8. Par ailleurs, si les certificats et autres éléments médicaux produits par l'appelante attestent de sa souffrance au travail, et si sa pathologie a été regardée comme imputable au service, le 27 avril 2022, avec placement en congé pour invalidité temporaire imputable au service pour la période du 2 juin 2020 au 11 mai 2022, ces éléments ne suffisent pas à établir que son état de santé découlerait d'un harcèlement moral subi dans la juridiction.

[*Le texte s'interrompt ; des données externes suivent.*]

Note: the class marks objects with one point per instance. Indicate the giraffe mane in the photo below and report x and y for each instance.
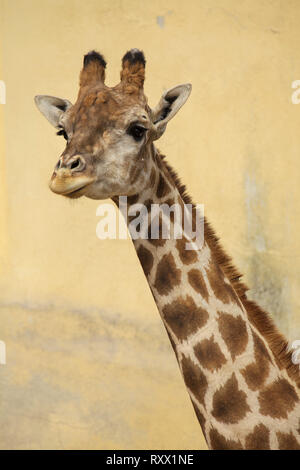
(261, 319)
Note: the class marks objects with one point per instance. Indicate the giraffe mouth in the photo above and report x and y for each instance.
(69, 188)
(76, 193)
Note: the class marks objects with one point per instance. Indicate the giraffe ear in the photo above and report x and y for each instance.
(169, 104)
(52, 108)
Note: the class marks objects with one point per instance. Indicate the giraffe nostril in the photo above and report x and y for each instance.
(75, 164)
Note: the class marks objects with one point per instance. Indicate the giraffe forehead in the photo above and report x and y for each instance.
(104, 107)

9. Compte tenu de ce qui a été dit aux points 6 à 8, les éléments de fait soumis par Mme Pellicer dans la présente instance, même pris dans leur ensemble, s'ils révèlent un contexte de tension et des relations hiérarchiques difficiles auxquelles le président du tribunal et le procureur de la République ont tenté de remédier, ainsi que les premiers juges l'ont relevé, par l'intervention d'une psychologue du travail à compter du mois de juillet 2020 et la désignation d'une nouvelle autorité hiérarchique de rattachement en janvier 2021, ne sont pas susceptibles de caractériser l'existence d'agissements répétés de harcèlement moral à son encontre. Par suite, l'appelante n'est pas fondée à solliciter la réparation du préjudice moral dont elle se prévaut à ce titre.
10. Il résulte de ce qui précède que Mme Pellicer n'est pas fondée à soutenir que c'est à tort que, par le jugement attaqué, le tribunal administratif de Montpellier, après avoir constaté le non-lieu à statuer sur les conclusions à fin d'annulation, a rejeté le surplus de sa demande.
Sur les frais liés au litige :
11. Les dispositions de l'article L. 761-1 du code de justice administrative font obstacle à ce que la somme demandée par Mme Pellicer au titre des frais exposés et non compris dans les dépens soit mise à la charge de l'Etat, qui n'est pas, dans la présente instance, la partie perdante.
D E C I D E :
Article 1er : La requête de Mme Pellicer est rejetée.
Article 2 : Le présent arrêt sera notifié à Mme A... Pellicer et au garde des sceaux, ministre de la justice.
Délibéré après l'audience du 12 novembre 2024 à laquelle siégeaient :
Mme Geslan-Demaret, présidente de chambre,
Mme Teuly-Desportes, présidente-assesseure,
Mme Bentolila, conseillère.
Rendu public par mise à disposition au greffe le 26 novembre 2024.
La rapporteure,
D. Teuly-Desportes
La présidente,
A. Geslan-Demaret
La greffière,
M-M. Maillat
La République mande et ordonne au garde des sceaux, ministre de la justice, en ce qui le concerne ou à tous commissaires de justice à ce requis en ce qui concerne les voies de droit commun contre les parties privées, de pourvoir à l'exécution du présent arrêt.